Ни Стась, ни Любомир не заметили, что хата окружена, не услыхали они и как затворились ставни на окнах в другой половине. Они изрядно выпили и спокойно закусывали.
За окном, через улицу, за черноземом огородов, напоминая перевернутую зубьями кверху пилу, стоял лес, и над ним огромным рдяным кругом висело солнце. Оно повисло над самыми зубьями этой темной пилы, словно боялось порезаться. Багровый отсвет лег на бурое, вспотевшее от горелки лицо Стася, и оно засветилось, точно обливной горшок.
— Какое большое солнце, — заметил Любомир и нервно усмехнулся.
И тут в комнате потемнело, — казалось, с одной стороны на небо надвинулась черная туча. Стась как откусил огурец, так и застыл, будто к его затылку приставили дуло пистолета. Он тут же крутнулся, бросил взгляд на окно за спиной. Там, где было окно, стало темно.
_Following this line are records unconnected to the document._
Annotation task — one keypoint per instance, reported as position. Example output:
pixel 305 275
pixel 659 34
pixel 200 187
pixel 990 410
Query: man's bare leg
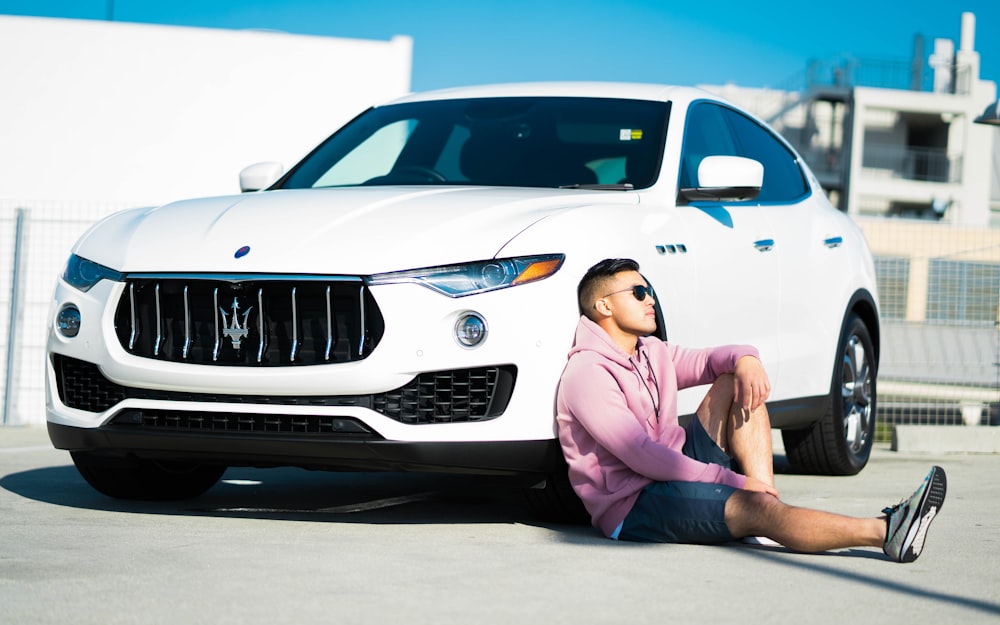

— Обложили! — только и вымолвил, хватаясь за автомат. Окинул глазами хату. Печь стояла подле глухой стены. Через открытую дверь в другую половину видна была кровать с горой подушек. — Хватай подушки и сюда, на печь! — глухо, вполголоса приказал Любомиру, а сам стал спиной к печи. Окно было перед ним, дверь справа.
— Зачем? — не понимал Любомир.
— Делай, что говорят…
В это время ставни на последнем окне медленно, как бы сами по себе, стали закрываться. В хате еще больше потемнело, и Стась как стоял с автоматом у живота, так и ударил из него чуть выше подоконника. Ставни отскочили назад. Стало светлее. Стась метнулся к двери, взял ее на крючок.
Любомир тем временем перенес и вскинул на печь четыре или пять подушек.
— Что ты делаешь?! — закричал он на Стася, когда тот дал вторую очередь в окно. — Мы же пришли сдаваться.
— Я им сдамся! Бери карабин и на печь… Это наш последний бастион.
— Ста-ась! — простонал Любомир. Голос его дрожал. — Я думал, ты хоть теперь… Мы ведь с тобой договорились…
— Кому сказал! — прикрикнул Стась, повернувшись к нему. Дуло автомата было наставлено в живот Любомиру.
Тот послушно взял карабин и полез на печь.
Очередь со двора через угловое окно никого не задела. Чуть не вся она вошла в поперечную стенку, делившую дом на две половины, но три пули пощепали стену над столом — как раз в том месте, где несколько минут назад сидел Любомир. Одна зацепила графин с самогонкой. Горелка залила пол, растеклась по нему темным пятном. Стась кинулся к печи и резанул в ответ. На эту очередь со двора не отозвались, но и в хате стало темно: закрылись ставни того окна, возле которого они сидели. Стась стал на зачинок, заглянул на печь. Любомир сидел в углу, вытянув ноги. Подушки загораживали пространство от двери и от окна, с двух других сторон были стены.
— Молодчина, — сказал Стась. — Можно держать бой.
— Тебе нужен бой?! — с тихой злостью спросил Любомир.
Стась пристально вгляделся в своего молодого напарника:
— О чем ты думаешь?
— Я жить хочу… Я не могу больше, не хочу…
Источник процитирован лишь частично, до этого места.